Evangelical theology must constructively engage the modern world So argues Richard Lints, Associate Professor of Theology at Gordon-Conwell Theological Seminary, in this welcome book about a new approach to evangelical theological method. Although evangelicals claim to offer an alternative to modernity, the irony is that they themselves have often made inadvertent accommodations to modern culture. By adopting an approach to theology that too often relies on the cult of personality, makes shallow appeals to biblical proof-texts, and requires unquestioning assent to a narrow set of fundamental beliefs, evangelicals, says Lints, have bypassed the constructive theological reflection the church today so urgently needs.

For Lints, a more adequate method is to attend to the complex fabric innt which the essential beliefs of evangelicalism are woven and by which alone they acquire intelligibility. Evangelical theologians have been hampered in this effort because they tend to identify themselves with the trans-confessional and often parachurch movement of evangelicalism rather than with the rich and multifaceted heritage of their own Christian faith traditions. To lean against this reduction of the faith to just another "ism," Lints calls for a principled pluralism, one that would allow for a diversity of evangelical opinion to coexist and for evangelicals to embrace and cultivate their own traditional roots, be they Lutheran, Reformed, Methodist, or Baptist. To eschew such openness and to continue the monolithic appeal to a historical theological litmus tests will mean the severing of doctrines from their broader biblical and theological contexts.

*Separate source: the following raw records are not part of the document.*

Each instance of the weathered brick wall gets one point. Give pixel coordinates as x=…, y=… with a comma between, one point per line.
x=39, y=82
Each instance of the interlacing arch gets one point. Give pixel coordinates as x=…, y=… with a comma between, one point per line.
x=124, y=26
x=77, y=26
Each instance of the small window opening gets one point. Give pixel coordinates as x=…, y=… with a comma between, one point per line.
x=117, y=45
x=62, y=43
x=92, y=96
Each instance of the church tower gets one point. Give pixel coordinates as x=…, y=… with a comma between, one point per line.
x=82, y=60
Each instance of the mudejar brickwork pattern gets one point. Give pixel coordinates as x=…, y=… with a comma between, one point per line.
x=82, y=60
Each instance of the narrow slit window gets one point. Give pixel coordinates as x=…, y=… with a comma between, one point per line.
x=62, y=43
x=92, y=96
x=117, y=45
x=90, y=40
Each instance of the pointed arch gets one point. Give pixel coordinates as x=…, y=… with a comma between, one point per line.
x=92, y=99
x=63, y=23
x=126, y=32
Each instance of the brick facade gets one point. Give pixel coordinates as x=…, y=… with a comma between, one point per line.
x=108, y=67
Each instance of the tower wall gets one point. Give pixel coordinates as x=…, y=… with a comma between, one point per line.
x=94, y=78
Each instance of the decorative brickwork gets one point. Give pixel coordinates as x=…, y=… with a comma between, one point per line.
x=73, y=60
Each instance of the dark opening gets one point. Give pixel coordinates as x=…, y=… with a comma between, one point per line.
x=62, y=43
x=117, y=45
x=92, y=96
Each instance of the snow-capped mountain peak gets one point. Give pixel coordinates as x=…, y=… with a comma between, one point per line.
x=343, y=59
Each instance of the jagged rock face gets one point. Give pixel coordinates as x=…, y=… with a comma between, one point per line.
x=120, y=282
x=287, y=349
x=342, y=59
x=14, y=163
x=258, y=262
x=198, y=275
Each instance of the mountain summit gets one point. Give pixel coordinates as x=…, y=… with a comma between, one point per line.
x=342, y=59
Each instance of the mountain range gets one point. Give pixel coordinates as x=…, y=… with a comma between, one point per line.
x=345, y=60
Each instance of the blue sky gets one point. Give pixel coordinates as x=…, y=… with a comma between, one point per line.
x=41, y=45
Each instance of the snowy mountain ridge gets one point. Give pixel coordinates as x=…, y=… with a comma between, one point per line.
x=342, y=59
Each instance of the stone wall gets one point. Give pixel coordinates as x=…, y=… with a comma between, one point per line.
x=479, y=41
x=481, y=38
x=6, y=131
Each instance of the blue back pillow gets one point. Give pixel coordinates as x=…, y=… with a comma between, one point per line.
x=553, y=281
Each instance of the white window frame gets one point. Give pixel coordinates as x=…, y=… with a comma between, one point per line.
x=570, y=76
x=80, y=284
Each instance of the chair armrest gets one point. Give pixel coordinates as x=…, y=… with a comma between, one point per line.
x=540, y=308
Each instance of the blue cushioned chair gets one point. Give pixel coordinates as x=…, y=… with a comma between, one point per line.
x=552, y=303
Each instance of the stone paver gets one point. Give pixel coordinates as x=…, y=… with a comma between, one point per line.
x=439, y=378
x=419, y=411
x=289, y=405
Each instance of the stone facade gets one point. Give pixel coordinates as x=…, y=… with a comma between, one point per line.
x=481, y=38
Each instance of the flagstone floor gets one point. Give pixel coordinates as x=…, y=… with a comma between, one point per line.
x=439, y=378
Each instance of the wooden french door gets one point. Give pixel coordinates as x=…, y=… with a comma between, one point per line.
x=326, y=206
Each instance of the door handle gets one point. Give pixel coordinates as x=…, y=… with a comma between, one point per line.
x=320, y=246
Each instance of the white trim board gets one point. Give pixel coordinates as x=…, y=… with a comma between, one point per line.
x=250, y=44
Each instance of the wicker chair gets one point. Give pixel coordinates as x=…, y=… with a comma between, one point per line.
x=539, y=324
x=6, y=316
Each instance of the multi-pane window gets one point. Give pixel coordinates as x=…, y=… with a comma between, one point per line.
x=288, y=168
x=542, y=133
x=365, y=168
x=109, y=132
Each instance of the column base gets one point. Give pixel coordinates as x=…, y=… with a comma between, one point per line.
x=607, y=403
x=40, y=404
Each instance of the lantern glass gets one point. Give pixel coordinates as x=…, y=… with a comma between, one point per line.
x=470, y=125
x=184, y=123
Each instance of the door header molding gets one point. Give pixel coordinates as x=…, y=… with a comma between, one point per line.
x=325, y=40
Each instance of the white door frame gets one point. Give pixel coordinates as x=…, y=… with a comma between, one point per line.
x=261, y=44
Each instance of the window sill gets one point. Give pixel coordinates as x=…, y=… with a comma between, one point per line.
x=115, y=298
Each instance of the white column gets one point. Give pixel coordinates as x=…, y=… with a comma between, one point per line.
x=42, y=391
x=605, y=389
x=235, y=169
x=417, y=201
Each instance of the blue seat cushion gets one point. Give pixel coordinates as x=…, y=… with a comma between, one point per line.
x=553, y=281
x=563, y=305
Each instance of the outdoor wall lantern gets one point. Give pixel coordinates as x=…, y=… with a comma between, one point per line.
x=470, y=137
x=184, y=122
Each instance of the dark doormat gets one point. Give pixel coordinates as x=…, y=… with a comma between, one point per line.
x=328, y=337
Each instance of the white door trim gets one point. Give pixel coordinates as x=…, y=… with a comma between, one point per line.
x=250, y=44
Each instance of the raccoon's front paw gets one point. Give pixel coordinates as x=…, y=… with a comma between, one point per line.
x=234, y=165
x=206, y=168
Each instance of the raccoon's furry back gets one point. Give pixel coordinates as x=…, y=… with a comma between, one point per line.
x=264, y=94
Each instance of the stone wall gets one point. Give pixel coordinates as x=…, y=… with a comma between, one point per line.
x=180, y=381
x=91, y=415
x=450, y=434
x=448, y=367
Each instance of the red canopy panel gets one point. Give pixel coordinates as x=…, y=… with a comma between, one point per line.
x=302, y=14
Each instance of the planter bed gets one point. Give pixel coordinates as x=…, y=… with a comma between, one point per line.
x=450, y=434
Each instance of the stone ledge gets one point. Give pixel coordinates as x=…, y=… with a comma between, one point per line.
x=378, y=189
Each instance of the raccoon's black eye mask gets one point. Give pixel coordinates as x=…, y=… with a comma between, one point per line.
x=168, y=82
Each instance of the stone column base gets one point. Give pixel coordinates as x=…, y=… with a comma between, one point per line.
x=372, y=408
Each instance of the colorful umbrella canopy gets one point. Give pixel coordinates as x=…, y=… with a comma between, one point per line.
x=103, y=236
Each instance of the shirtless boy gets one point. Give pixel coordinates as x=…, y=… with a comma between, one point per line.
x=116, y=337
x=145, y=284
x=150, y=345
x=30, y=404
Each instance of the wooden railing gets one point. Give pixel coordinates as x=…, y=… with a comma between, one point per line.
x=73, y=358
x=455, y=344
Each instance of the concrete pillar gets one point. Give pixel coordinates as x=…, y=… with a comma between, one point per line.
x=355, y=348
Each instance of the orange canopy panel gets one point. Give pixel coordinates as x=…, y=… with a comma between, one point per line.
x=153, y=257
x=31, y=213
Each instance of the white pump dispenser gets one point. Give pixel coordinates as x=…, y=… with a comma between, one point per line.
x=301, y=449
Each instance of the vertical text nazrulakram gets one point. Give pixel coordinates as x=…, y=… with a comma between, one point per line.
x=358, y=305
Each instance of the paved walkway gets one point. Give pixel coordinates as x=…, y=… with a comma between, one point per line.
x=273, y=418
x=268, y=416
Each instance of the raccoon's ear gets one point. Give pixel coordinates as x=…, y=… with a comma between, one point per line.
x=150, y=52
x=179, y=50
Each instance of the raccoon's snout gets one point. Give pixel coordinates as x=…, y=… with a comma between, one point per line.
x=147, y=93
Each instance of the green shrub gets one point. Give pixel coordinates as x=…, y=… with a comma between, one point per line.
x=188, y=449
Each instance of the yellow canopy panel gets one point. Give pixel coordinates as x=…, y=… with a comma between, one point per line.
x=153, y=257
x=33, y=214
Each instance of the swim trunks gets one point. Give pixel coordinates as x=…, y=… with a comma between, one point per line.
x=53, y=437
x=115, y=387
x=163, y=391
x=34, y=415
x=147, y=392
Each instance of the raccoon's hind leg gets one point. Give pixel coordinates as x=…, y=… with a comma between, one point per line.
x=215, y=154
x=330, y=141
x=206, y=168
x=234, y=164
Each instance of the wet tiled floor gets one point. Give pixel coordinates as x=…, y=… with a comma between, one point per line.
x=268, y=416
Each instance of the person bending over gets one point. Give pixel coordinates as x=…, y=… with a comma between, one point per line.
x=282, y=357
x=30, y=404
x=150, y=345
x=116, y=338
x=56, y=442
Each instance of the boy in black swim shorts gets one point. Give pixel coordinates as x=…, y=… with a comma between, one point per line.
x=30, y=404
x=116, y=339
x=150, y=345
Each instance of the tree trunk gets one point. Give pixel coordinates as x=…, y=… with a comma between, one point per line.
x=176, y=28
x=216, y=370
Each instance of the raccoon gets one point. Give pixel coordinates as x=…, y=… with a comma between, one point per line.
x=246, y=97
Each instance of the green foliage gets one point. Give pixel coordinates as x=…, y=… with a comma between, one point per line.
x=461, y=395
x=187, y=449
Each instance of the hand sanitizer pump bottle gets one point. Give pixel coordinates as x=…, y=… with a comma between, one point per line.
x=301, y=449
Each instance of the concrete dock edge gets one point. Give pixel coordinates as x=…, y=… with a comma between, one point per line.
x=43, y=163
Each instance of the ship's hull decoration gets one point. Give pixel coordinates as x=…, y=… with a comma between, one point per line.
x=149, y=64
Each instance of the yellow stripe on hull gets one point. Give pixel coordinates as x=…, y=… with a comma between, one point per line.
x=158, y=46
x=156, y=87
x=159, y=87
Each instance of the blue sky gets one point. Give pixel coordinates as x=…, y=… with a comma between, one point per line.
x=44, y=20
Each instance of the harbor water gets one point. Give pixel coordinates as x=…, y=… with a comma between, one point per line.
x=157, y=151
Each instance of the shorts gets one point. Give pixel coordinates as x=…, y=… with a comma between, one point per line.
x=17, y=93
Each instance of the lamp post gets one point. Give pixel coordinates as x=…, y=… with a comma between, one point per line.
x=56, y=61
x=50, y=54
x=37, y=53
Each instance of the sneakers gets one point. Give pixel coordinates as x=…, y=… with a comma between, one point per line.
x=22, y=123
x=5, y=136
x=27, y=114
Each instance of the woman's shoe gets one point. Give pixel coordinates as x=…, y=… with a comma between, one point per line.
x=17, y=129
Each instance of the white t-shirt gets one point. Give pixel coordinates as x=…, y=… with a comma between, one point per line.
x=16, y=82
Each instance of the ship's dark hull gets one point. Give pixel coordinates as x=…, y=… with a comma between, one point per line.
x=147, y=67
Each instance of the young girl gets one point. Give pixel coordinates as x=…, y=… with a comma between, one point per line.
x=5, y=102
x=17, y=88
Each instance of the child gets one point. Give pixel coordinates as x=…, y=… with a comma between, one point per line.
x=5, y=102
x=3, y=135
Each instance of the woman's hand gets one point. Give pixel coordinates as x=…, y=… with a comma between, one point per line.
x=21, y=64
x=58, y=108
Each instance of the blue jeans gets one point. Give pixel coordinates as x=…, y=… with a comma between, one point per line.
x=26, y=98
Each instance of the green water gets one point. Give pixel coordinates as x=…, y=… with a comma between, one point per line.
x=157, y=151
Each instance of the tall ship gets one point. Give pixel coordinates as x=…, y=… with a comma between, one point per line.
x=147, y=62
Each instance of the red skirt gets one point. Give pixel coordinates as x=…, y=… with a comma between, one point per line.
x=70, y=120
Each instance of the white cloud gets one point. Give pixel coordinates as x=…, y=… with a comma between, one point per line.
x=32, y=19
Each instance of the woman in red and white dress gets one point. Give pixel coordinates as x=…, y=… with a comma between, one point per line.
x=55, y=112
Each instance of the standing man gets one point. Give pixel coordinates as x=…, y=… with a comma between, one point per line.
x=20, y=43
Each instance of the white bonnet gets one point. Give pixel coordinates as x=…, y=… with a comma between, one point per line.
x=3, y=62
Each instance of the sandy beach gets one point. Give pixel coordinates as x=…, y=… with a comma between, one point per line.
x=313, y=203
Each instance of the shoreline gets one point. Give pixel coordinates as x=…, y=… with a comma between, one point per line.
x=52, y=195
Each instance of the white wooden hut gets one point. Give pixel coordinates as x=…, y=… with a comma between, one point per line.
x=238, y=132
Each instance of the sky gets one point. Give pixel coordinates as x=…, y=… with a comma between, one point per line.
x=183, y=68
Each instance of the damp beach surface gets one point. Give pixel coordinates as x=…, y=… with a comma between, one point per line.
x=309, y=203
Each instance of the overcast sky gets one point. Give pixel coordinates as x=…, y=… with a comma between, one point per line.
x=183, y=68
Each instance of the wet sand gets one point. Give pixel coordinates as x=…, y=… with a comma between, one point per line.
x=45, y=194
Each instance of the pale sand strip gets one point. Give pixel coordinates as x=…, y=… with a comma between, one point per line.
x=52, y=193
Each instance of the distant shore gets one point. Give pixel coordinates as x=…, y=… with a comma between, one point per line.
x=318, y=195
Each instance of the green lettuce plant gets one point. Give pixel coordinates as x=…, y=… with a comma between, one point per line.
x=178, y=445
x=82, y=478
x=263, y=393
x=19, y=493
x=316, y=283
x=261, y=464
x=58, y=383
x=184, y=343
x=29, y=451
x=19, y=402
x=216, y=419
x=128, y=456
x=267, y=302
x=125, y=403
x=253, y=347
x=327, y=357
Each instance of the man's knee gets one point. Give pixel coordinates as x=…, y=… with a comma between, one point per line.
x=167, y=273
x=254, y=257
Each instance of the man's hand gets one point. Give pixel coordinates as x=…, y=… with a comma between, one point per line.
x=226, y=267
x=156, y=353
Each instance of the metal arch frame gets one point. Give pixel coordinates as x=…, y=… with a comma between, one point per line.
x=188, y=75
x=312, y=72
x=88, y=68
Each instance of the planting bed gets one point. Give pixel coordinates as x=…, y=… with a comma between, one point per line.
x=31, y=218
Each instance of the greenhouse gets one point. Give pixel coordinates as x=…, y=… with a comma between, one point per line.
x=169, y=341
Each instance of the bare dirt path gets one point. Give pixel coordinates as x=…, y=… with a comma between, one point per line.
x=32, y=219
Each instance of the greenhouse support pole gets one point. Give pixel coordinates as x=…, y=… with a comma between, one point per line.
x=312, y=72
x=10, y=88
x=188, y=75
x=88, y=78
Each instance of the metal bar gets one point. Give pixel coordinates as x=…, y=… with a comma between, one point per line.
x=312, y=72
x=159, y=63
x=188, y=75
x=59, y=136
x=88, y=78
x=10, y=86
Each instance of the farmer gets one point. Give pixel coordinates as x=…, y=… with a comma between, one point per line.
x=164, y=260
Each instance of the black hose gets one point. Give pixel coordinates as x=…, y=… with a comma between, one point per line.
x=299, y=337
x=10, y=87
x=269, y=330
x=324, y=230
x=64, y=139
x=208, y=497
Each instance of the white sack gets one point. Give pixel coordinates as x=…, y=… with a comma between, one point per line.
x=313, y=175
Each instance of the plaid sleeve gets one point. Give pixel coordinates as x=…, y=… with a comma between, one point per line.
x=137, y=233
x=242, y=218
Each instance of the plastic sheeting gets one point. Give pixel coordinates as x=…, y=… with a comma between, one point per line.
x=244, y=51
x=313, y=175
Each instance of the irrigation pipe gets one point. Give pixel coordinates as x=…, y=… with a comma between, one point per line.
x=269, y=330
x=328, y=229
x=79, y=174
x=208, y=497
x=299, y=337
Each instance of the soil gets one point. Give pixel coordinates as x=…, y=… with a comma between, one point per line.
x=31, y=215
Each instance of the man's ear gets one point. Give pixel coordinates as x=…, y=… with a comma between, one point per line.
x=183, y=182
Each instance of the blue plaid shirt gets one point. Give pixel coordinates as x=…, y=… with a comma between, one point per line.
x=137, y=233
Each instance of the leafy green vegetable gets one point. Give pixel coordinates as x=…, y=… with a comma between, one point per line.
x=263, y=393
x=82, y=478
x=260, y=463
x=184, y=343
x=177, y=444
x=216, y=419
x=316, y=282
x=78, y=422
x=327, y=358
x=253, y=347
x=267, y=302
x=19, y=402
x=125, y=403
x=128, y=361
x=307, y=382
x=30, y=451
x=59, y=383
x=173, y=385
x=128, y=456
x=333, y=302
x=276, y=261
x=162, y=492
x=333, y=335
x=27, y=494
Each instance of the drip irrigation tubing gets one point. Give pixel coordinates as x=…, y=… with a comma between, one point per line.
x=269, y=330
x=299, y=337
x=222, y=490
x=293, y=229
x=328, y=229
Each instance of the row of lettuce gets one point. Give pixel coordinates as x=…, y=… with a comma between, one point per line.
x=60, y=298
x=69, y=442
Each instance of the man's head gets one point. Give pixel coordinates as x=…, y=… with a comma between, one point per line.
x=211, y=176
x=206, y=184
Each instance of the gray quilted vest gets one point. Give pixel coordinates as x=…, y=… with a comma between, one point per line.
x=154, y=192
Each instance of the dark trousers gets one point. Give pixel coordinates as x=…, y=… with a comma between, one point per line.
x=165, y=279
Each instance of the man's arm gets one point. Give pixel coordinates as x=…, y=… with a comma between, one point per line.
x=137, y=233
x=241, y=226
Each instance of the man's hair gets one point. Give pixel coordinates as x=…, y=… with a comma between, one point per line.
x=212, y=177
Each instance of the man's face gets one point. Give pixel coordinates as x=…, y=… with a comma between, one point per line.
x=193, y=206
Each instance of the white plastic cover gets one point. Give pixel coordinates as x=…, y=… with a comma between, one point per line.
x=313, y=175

In order to remedy this superficial inattention to context, evangelical theology must refocus its attention upon the whole counsel of God as revealed in the entire canon of Scripture. The goal is to construct a biblically derived framework for theological reflection, and the key to this is to be guided not so much by the content of Scripture as by its structure. The appropriate structure, in Lints's view, is the overarching matrix of God's covenantal history of redemption.

Having hammered out a biblical framework around the blueprint of redemption history, the evangelical theologian will then cultivate a vision by which to understand the contemporary cultural situation. The theologian must give an exposition of this vision in a contemporary idiom and then offer an application of the vision that will illumine the present cultural situation.

As guidance for conducting this endeavor, Lints offers four brief but competent case studies from the theological past, studies on Luther and Calvin, Reformed orthodoxy, Jonathan Edwards, and Gerhardus Vos.


296 - The Fabric of Theology: A Prolegomenon to Evangelical Theology

These he favors because of the attention they give to framework, though one wishes Lints would have made more explicit how the frameworks of these historical figures inform the one he himself is advocating. More successful and more interesting is a section on the theological present, which sketches out some of the distinctive features of postmodern theology. Lints makes the promising assertion that evangelicals should engage both positively and critically this movement of postmodern thinking, but he remains, once again, rather vague as to precisely what this means in practice.

The erudition with which Lints surveys recent intellectual trends raises the hope that, at long last, a new generation of evangelical theologians may be able to nudge evangelicalism toward a genuinely constructive conversation with the modern and emerging postmodern world. One is surprised, then, to discover that, when the book finally turns from analysis to construction in the concluding chapters, it is still mostly a narrow band of evangelical theologians who appear as the author's principal conversation partners. If evangelicals want to revitalize their theology, then names such as Karl Barth, Karl Rahner, and Wolfhart Parmenberg, to name just a few, need to be included in their conversations, along with a full (and -not merely selective) openness to knowledge derived -from the natural and social sciences and the humanities. Doubtless, one may agree with Lints that the framework that supports the house of theology should be biblical, but it takes other building materials-the windows, doors, and paint of knowledge from other disciplines-to turn one's theology into a real house and not a mere scaffolding.

Lint's work promises new beginnings for evangelical theology. It will be for the good of the whole church if he and those sympathetic to him are able to succeed.